Mechanical-Copyright Protection Society (MCPS)
- Industry: Mechanical Royalties (Music)
- Founded: 1910; 116 years ago
- Headquarters: London, United Kingdom
- Key people: Paul Clements (CEO)
- Website: mpaonline.org.uk

= Mechanical-Copyright Protection Society =

Performing rights organisation in the United Kingdom

The Mechanical-Copyright Protection Society (MCPS) is an organisation that collects royalties and protects rights for music publisher, songwriter and composer members, when their music is reproduced, in any format – including online, physical and synchronised.

The MCPS collects and pays royalties to members when their music is:
- copied and used in physical products (such as records, CDs and DVDs)
- streamed or downloaded on services such as Spotify, Apple Music, Netflix and Amazon
- synchronised into audio-visual entertainment including TV, film, video games and advertising
- on radio.

The MPA Group owns and operates MCPS on behalf of over 30,000 music publisher, songwriter and composer members.

== History ==
The Mechanical-Copyright Protection Society was established in its first form in 1910 as Mecolico, the Mechanical Copyright Licenses Company. This was in anticipation of the introduction of the Copyright Act 1911, which formally accredited copyright to sound recordings.

Mecolico was the first organisation to license mechanical rights in the UK and subsequently joined with the Copyright Protection Society in 1924. Together, they were innovative in collecting mechanical royalties from mass-produced discs.

The Music Publishers Association, the trade association for music publishers in the UK, became the owners of MCPS in 1976 and remain so to this day. This union establishes MCPS as the only collection society which is publisher-led.

MCPS co-formed the MCPS-PRS Alliance with the Performing Right Society Limited (PRS) in 1997 and developed the joint online licence in 2002, aiming to encourage the growth of digital music services, while protecting the rights of its members and collecting royalties for onward distribution to them. Since 2009 the alliance is known as PRS for Music.

A restructuring of MCPS' partnership with PRS was announced in 2013, which introduced a series of Service Level Agreements (SLAs) between the companies. The first SLA, in place since 2013, laid the foundations for the new MCPS/PRS relationship, with PRS becoming MCPS’ outsourced service provider. More detailed data reporting became a focus with both management teams closely collaborating. Most recently in 2021, MCPS and PRS announced a new SLA effective until December 2025, assuring closer collaboration between MCPS and PRS in the best interests of publisher, songwriter and composer members, while maintaining their shared value of customer-centricity.

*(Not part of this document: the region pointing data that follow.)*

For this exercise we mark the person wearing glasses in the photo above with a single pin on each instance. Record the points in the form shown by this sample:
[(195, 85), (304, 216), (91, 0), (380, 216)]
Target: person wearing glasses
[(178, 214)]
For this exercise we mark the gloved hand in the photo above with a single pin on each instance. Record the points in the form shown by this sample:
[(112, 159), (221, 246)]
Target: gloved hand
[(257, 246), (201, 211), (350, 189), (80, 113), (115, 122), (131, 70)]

In 2021, MCPS delivered its highest distribution of royalties to publisher, songwriter and composer members since 2012. Statutory accounts, published in 2021 show distributions for the year ended 31 December 2020 were £157.8m; a 10% increase of £14.4m from 2019. These strong returns reflect the growing demand for mechanical licensing globally.

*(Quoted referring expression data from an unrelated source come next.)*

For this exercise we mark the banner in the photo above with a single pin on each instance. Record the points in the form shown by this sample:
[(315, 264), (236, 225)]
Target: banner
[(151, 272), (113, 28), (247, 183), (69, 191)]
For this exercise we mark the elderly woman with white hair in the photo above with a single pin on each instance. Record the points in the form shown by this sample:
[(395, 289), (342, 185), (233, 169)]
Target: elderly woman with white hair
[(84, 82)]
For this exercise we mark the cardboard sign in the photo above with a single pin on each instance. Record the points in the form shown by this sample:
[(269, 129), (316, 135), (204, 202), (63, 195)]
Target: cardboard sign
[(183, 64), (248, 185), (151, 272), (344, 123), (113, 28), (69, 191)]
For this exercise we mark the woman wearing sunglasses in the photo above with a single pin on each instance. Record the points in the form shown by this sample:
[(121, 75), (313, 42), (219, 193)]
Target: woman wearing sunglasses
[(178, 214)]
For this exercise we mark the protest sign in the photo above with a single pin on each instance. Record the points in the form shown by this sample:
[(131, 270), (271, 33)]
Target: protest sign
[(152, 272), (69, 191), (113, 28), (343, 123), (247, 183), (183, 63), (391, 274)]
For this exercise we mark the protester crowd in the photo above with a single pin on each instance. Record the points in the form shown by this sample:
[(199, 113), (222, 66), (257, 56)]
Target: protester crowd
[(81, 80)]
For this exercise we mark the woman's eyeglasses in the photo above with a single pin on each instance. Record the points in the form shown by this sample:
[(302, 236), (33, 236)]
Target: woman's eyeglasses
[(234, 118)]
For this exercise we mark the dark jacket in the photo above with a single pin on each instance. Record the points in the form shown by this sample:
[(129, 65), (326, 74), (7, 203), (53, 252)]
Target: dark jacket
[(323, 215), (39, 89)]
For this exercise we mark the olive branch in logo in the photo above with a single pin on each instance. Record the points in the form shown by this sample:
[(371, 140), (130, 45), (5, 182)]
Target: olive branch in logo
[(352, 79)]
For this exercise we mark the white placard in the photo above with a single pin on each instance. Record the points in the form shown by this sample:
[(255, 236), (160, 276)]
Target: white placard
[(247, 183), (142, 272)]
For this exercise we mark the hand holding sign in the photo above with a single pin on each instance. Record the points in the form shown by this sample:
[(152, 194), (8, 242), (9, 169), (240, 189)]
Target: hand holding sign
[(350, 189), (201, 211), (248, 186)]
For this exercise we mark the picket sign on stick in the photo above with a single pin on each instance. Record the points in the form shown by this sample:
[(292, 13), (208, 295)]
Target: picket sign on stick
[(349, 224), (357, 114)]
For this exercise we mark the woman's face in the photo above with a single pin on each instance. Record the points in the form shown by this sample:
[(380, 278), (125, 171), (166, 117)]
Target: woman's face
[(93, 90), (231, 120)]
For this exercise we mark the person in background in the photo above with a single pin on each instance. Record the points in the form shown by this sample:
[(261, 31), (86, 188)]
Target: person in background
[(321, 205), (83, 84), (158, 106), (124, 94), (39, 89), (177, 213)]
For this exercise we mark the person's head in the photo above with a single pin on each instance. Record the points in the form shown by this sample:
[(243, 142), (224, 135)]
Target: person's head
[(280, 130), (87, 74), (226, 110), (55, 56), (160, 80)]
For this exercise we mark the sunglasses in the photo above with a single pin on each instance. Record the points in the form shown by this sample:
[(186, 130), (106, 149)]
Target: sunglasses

In 2022, MCPS announced the highest per year distribution of royalties to its publisher, songwriter and composer members since 2009.
Total distributions for the year ended 31 December 2021 are £181.7m; a strong 15% increase of £23.8m over 2020. MCPS also announced a 10% reduction in commissions for all publisher, direct composer and songwriter members, effective Monday 1 August 2022.

In other news for the organisation, Jackie Alway OBE, Executive VP of International Legal & Industry Affairs at Universal Music Publishing Group (UMPG), was elected as the first woman to hold the role of Chairperson of MCPS in 2020.

MCPS sponsors the AIM Awards and Production Music Awards.

== Production music ==
Production music is produced primarily for synchronisation licensing purposes and provides users with an alternative to licensing commercially released music or commissioned music. MCPS offers production music written by professional songwriters and composers which is pre-cleared for any type of usage. MCPS production music provides a library of tracks to choose from and an application process enabling customers to obtain a licence on the same day.

== MCPS synchronisation (sync) licence ==
For unpublished writers and new publishers, MCPS represents many of its members for sync, handling the process of negotiation, licensing and invoicing on their behalf.